Question

How do you factor ${{x}^{4}}-8{{x}^{2}}-9$ ?

Answer 1

We are given an equation ${{x}^{4}}-8{{x}^{2}}-9$ , we are asked to find all its factors. We will learn about its degree then we find a method to solve this problem. We look closely and see we have our equation in form of ${{x}^{2}}$ so we start solution by substituting ${{x}^{2}}$ as ‘t’ then we get our equation as a quadratic equation. we solve further using middle terms split. Once we split the above described quadratic to its factor then we will use $\left( \alpha +\beta \right)\left( \alpha -\beta \right)={{\alpha }^{2}}-{{\beta }^{2}}$ to factor as much as possible then at last we simplify and finish the solution.
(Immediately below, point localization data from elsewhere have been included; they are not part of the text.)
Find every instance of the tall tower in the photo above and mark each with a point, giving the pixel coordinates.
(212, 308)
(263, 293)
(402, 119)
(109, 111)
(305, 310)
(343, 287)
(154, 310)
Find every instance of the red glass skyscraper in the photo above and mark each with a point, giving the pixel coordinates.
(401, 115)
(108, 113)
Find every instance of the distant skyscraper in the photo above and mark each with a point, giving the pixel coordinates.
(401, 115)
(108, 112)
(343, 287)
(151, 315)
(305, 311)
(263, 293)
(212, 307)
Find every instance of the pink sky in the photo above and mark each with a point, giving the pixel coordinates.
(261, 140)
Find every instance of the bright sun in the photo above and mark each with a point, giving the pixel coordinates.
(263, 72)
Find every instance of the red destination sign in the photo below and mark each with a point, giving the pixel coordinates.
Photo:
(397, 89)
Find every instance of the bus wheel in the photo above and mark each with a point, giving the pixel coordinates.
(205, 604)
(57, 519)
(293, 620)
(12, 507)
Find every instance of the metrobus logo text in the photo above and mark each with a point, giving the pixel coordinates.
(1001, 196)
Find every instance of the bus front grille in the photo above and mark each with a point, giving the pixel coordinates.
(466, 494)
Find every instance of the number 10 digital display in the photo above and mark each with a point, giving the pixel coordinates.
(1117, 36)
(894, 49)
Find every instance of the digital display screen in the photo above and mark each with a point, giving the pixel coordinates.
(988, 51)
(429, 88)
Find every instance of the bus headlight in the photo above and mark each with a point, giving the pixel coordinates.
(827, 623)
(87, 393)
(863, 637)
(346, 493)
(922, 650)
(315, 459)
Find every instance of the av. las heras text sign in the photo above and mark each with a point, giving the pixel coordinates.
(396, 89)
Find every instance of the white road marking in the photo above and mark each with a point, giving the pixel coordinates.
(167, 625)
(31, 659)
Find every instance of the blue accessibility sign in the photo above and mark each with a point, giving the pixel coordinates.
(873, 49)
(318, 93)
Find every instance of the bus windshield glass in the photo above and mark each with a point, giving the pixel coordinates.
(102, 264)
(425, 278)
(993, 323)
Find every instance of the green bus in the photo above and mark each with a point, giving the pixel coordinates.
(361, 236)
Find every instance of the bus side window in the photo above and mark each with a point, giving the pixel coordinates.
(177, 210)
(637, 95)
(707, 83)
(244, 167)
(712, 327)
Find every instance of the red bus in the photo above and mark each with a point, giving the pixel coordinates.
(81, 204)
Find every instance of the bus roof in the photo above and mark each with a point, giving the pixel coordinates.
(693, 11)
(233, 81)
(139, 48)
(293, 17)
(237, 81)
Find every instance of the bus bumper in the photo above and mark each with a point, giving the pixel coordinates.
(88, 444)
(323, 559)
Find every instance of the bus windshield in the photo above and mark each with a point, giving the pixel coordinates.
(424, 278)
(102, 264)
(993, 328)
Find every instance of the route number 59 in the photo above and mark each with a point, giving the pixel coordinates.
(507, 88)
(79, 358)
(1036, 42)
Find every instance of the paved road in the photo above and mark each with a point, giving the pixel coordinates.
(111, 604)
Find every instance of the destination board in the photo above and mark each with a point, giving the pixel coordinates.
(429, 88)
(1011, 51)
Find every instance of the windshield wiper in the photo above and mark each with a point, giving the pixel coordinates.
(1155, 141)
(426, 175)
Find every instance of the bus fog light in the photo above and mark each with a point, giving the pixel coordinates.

Complete step-by-step solution:
We are given an equation ${{x}^{4}}-8{{x}^{2}}-9$. We are asked to factor the given equation.
Now we can see our equation, we are having the highest power as ‘4’ so it will have ‘4’ terms in the factor form.
As we look closely then we can see that our variable are in form of ${{x}^{2}}$ , that is we have ${{x}^{2}}$ and ${{x}^{4}}$ . as we know ${{x}^{4}}={{\left( {{x}^{2}} \right)}^{2}}$ so we can write our equation as ${{\left( {{x}^{2}} \right)}^{2}}-8{{x}^{2}}-9$ .
Now to simplify it a little we substitute ${{x}^{2}}$ as ‘t’ so we get –
${{\left( {{x}^{2}} \right)}^{2}}-8{{x}^{2}}-9={{t}^{2}}-8t-9$
Now we have a quadratic equation, we will solve this quadratic equation using the method of middle term split.
This method say equation $a{{t}^{2}}+bt+c$
We find such numbers whose product is the same as $a\times c$ and their difference or sum is the same as ‘b’.
Now in ${{t}^{2}}-8t-9$
We have $a=1,b=-8,c=-9$
So, we can see that $a\times c=1\times \left( -9 \right)=-9$
We can see that $-9\times 1=-9$
And $-9+1=-8$
So we use $-9+1$ to split middle term using these below, we get –
${{t}^{2}}-8t-9={{t}^{2}}+\left( -9+1 \right)t-9$
Opening bracket, we get –
$={{t}^{2}}-9t+t-9$
By simplifying, we get –
$=t\left( t-9 \right)+1\left( t-9 \right)$
Taking $\left( t-9 \right)$ as common, so we get –
$=\left( t+1 \right)\left( t-9 \right)$
Now we substitute ‘t’ back as ${{x}^{2}}$ , so we get –
${{x}^{4}}-8{{x}^{2}}-9=\left( {{x}^{2}}+1 \right)\left( {{x}^{2}}-9 \right)$
Now as we see ${{x}^{2}}+1$ cannot be simplified further but ${{x}^{2}}-9$ we can simplify it
We know $\left( \alpha +\beta \right)\left( \alpha -\beta \right)={{\alpha }^{2}}-{{\beta }^{2}}$
As $9={{3}^{2}}$
So we use $\alpha =x$ and $\beta =3$ so we get –
$\left( {{x}^{2}}-9 \right)=\left( {{x}^{2}}-{{3}^{2}} \right)$
Using $\left( \alpha +\beta \right)\left( \alpha -\beta \right)={{\alpha }^{2}}-{{\beta }^{2}}$ we get –
$=\left( x+3 \right)\left( x-3 \right)$
**Putting it above, we get –
${{x}^{4}}-8{{x}^{2}}-9=\left( {{x}^{2}}+1 \right)\left( x+3 \right)\left( x-3 \right)$ **

Note: In real line we cannot factor ${{x}^{2}}+1$ , because if we do it mean we have ${{x}^{2}}+1=0$ implies $x=\sqrt{-1}$ which is not true as square roots take only positive value.
But if our equation is in a complex plane then we can solve it more further.
We know that $\sqrt{-1}=i$ so, we can split ${{x}^{2}}+1$ into linear factor as –
${{x}^{2}}+1=\left( x+i \right)\left( x-i \right)$
Hence our given equation ${{x}^{4}}-8{{x}^{2}}-9$ will have factor as $\left( x+3 \right)\left( x-3 \right)\left( x+i \right)\left( x-i \right)$ where I denotes iota $i=\sqrt{-1}$ .